Greffier, lors des débats : J. BARBANCE- DURAND
ARRET :
— CONTRADICTOIRE
— prononcé publiquement par mise à disposition au greffe après avis aux parties
— signé par F. PENAVAYRE, président, et par J. BARBANCE- DURAND, greffier de chambre.
FAITS ET PROCEDURE
La SAS Z WE DEPLOY IT (ci-après société Z) est spécialisée dans le conseil en systèmes et logiciels informatiques.
La SA OSMOZIS se présente comme un fournisseur et opérateur WiFi global, elle propose des solutions technologiques concernant l’internet sans fil auprès de ses clients qui sont principalement des centres de vacances.
Suivant proposition commerciale acceptée le 24 février 2017, la société OSMOZIS a confié à la société Z le déploiement massifié d’une solution WiFi auprès de ses nouveaux clients, soit au minimum 80 campings.
L’offre prévoyait une phase gestion du projet, une phase pilote, et une phase de déploiement sur site.
Etait prévue la mise à disposition, dans la mesure du possible, sur les sites des clients, des poteaux prêts à accueillir les hotspots, équipés en courant faible et courant fort, le déploiement se déroulant sur une période de 4 mois sous réserve de la validation des pilotes.
Certains cablages et connectiques devaient être fournis par la société Z.
Par lettre recommandée avec accusé de reception du 12 novembre 2018, la société OSMOZIS a mis en demeure la société Z de payer des factures représentant un montant total de 8.830,07€, correspondant à des livraisons de matériels entre les mois de mars et juillet 2017 dans le cadre de l’exécution du contrat du 24 février 2017.
Indiquant que cette mise en demeure était restée vaine, la société OSMOZIS a par acte du 31 janvier 2019 assigné la société Z devant le tribunal de commerce de Toulouse aux fins de l’entendre condamner à lui payer la somme de 8.830,07€ en principal outre intérêts à compter de la mise en demeure capitalisés, ainsi qu’une somme de 1600€ sur le fondement de l’article 700 du code de procédure civile ainsi que les entiers dépens.
Par jugement réputé contradictoire du 16 avril 2019, le tribunal de commerce de Toulouse a :
— condamné la SAS Z WE DEPLOY IT à payer à la SA OSMOZIS la somme de 8.830,07€, majorée des intérêts au taux légal à compter du 14 novembre 2018,
— ordonné la capitalisation des intérêts conformément à l’article 1154 ancien du code civil,
— condamné la SAS Z WE DEPLOY IT à payer à la SA OSMOZIS la somme de 800€ au titre de l’article 700 du code de procédure civile,
— dit n’y avoir lieu à exécution provisoire,
— condamné la SAS Z WE DEPLOY IT aux entiers dépens
Par déclaration du 24 mai 2019, la SAS Z WE DEPLOY IT a interjeté appel du jugement, en visant toutes les dispositions, et précisant qu’elle contestait avoir reçu l’assignation ainsi que la prestation fournie.

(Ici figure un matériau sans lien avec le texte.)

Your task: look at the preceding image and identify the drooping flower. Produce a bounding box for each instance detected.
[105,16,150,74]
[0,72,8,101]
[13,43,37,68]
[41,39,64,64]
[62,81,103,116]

PRETENTIONS ET MOYENS DES PARTIES
Dans ses dernières conclusions du 17 janvier 2020 auxquelles il est expressément renvoyé pour le détail de l’argumentation, la SAS Z WE DEPLOY IT demande à la cour de réformer le jugement du 16 avril 2019 du tribunal de commerce de Toulouse, et statuant à nouveau:
in limine litis,
— de constater que l’assignation du 12 février 2019 ne lui a pas été signifiée et que la mention de son siège social est erronée, par conséquent, de prononcer la nullité de l’assignation du 12 février 2019 et de déclarer la société OSMOZIS irrecevable,
à titre principal,
— de constater que le contrat du 24 février 2017 ne prévoit aucune obligation de paiement de la société Z à l’égard de la société OSMOZIS,
— de dire et juger que les factures émises par la société OSMOZIS à son égard sont dénuées d’objet et de tout fondement juridique et que c’est à bon droit qu’elle s’oppose au règlement de la somme de 8.830,07 € correspondant auxdites factures,
— en conséquence, de débouter la société OSMOZIS de l’ensemble de ses demandes,
en toute hypothèse,
— de condamner la société OSMOZIS à lui payer la somme de 3.000 euros sur le fondement de l’article 700 du code de procédure civile ainsi qu’aux entiers dépens de première instance et d’appel.
Au soutien de ses prétentions,la société Z fait essentiellement valoir que :
— l’assignation est nulle car elle n’a jamais eu son siège social à l’adresse où l’assignation a été signifiée ([…]) et n’en a a ainsi pas eu connaissance, qu’elle n’a pu se défendre devant le tribunal de commerce ce qui lui cause un préjudice important,
— elle a procédé au déploiement de WiFi auprès des clients d’OSMOZIS entre mars et juillet 2017, conformément à la proposition commerciale du 24 février 2017,
— les sommes indiquées correspondent à la contrepartie financière des prestations réalisées par Z auprès des clients d’OSMOZIS, à sa demande, et le contrat ne prévoit aucun règlement au profit de la société OSMOZIS,
— la société OSMOZIS ne rapporte pas la preuve que Z lui aurait passé commande ni que du matériel lui aurait été livré.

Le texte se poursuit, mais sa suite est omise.